Area moment of inertia of inverted triangle?

[LFS]

Homework Statement

A inverted isosceles triangle gate with height a=3ft and base b=2ft is 6ft under the water (top of the inverted triangle). Find the Force on the gate and hp (the depth of the) center of pressure.

Homework Equations

hc= depth to gate + depth to centroid= 6+(1/3)•3= 6+1 = 7
Force = γ hc A = 62.4 • 7 • (0.5•2•3) = 1310 lb
Area Moment of Inertia of Triangle = Ic =ba³/36
So hp = hc + Ic/(hc•A) = 7 + [2*3³/36/(7*0.5*2*3)] = 7.07 ft

The Attempt at a Solution

What I don't understand is why Ic does not depends on whether the triangle is inverted or not. I looked >10 sites and always the triangle is "base down" and ALL of the other figures are symmetric so I cannot compare. (Sorry cannot put in sample link from wikipedia.)

I am a mathematician trying to help my son (studying engineering). I cannot find an integral for this to test how the "area of moment of inertia" is calculated (and I don't really understand what it is as I do with the centroid).

Thanks for any help. Linda

 

[tiny-tim]

Hi Linda!

What I don't understand is why Ic does not depends on whether the triangle is inverted or not. I looked >10 sites and always the triangle is "base down" and ALL of the other figures are symmetric so I cannot compare. (Sorry cannot put in sample link from wikipedia.)

I don't really understand why you think it would depend on anything other than shape.

You can find information on the second moment of area (area moment of inertia) at http://en.wikipedia.org/wiki/Second_moment_of_area and http://en.wikipedia.org/wiki/List_of_area_moments_of_inertia

 

[LFS]

Hiya Tiny
Thank-you for your response. Those were exactly the links I was going to put in (but wasn't allowed).

The reason I ask is that the centroid of a triangle is 1/3 of the height measured FROM the base (i.e. from the weighted position of the triangle).
So the (depth of the) centroid is NOT the same for an inverted triangle.

Gate is inverted triangle => hc=6+(1/3)3=6+1=7
Gate is NOT inverted triangle => hc=6+(2/3)3=6+2=8

So why doesn't the second moment depend on the "weighted" position of the triangle.
I understand that I may be mixing apples and oranges, it just doesn't fit in my head.

Thanks again, Linda

 

[tiny-tim]

The reason I ask is that the centroid of a triangle is 1/3 of the height measured FROM the base (i.e. from the weighted position of the triangle).
So the (depth of the) centroid is NOT the same for an inverted triangle.
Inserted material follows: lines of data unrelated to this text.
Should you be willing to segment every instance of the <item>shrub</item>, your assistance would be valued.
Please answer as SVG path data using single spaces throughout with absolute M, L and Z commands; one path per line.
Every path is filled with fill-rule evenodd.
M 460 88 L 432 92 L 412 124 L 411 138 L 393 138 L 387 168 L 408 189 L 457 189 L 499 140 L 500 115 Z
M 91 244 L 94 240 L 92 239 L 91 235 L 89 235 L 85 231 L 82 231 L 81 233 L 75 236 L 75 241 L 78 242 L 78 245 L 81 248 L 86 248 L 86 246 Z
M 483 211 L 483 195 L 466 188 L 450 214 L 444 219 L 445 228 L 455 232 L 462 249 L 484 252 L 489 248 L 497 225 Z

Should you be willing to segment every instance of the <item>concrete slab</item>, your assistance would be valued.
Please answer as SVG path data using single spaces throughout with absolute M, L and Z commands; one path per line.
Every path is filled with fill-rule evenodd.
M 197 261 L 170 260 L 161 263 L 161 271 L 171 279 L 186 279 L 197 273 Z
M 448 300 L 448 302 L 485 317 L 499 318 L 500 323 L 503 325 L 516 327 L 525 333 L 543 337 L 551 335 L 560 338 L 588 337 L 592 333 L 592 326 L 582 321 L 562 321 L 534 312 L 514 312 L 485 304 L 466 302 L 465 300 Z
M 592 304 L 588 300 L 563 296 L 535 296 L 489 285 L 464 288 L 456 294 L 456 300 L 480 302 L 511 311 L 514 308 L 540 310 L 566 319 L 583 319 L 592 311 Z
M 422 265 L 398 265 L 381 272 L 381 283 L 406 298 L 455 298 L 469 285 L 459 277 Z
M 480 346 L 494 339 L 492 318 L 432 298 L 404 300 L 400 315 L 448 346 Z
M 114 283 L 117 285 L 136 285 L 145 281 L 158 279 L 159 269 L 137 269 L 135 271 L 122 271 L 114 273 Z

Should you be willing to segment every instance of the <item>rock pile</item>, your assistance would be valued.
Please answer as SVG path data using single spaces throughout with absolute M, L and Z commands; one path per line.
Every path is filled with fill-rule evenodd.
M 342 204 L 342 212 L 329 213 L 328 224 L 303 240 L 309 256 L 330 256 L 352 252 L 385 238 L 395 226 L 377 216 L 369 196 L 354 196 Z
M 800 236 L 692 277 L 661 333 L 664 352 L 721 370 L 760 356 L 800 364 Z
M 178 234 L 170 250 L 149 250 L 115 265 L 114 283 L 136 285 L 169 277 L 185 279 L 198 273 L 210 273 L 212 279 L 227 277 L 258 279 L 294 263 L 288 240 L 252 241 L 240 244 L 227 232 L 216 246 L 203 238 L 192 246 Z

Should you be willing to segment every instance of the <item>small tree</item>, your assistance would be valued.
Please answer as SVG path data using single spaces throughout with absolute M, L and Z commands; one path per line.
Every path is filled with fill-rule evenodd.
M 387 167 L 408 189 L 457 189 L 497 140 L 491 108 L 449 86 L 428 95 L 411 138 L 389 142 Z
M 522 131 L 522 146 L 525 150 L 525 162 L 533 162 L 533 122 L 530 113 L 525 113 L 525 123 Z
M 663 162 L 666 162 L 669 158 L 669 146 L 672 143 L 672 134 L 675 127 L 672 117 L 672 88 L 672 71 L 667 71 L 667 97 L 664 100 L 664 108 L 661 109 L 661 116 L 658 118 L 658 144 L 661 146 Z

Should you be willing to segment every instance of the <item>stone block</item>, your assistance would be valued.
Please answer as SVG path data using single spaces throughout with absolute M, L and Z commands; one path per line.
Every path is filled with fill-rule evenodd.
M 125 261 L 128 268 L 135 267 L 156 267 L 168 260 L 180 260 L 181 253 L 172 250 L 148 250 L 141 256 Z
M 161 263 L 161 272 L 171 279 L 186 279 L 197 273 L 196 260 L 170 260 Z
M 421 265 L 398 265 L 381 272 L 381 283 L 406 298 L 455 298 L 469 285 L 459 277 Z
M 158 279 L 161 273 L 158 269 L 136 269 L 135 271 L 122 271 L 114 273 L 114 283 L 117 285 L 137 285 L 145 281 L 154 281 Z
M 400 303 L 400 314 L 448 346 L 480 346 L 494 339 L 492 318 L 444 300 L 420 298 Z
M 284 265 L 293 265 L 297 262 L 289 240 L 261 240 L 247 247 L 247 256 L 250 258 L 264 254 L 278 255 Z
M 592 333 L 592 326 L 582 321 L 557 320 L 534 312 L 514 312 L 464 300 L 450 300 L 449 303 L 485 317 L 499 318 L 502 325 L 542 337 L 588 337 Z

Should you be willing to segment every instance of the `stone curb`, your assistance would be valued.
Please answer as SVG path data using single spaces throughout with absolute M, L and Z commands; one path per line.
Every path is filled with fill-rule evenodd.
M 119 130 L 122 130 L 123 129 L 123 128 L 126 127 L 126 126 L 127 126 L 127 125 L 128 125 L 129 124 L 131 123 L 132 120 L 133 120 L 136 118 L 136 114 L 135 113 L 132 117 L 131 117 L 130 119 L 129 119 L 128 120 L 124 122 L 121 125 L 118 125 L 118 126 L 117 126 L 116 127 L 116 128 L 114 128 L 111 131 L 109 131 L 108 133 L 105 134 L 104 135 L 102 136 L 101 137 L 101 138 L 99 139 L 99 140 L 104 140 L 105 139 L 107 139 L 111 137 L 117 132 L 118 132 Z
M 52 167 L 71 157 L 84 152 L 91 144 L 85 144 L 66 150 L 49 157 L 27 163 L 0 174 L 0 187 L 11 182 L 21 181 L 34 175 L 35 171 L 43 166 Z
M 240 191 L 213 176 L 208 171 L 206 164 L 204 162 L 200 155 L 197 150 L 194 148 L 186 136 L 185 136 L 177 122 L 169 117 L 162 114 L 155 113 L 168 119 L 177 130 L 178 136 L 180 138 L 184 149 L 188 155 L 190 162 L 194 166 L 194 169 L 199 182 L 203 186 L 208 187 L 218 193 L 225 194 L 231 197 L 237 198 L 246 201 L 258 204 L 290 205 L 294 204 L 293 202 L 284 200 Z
No, the base is any of the three sides of the triangle, and then the height is as measured perpendicularly from that side.

As I said, moment of area only depends on the shape.

 

[LFS]

Hiya TinyTim,
I am sure you are absolutely correct that the area moment of inertia Ic depends only on shape. However, "area moment of inertia" is just 4 words to me (no physical meaning). Meanwhile, I did find the integral formula for computing the center of pressure (Fox) and calculated it using both a flat bottom and inverted isosceles triangle and then using the "area moment of inertia". Of course you get different depths from the centroid, but in both cases the formula Ic=WL³/36 wrt the centroid is indeed valid. I am sure it is of no interest to anyone, but I wrote it down and published it in scribd: doc/93403575. So I am happy :). Thanks again!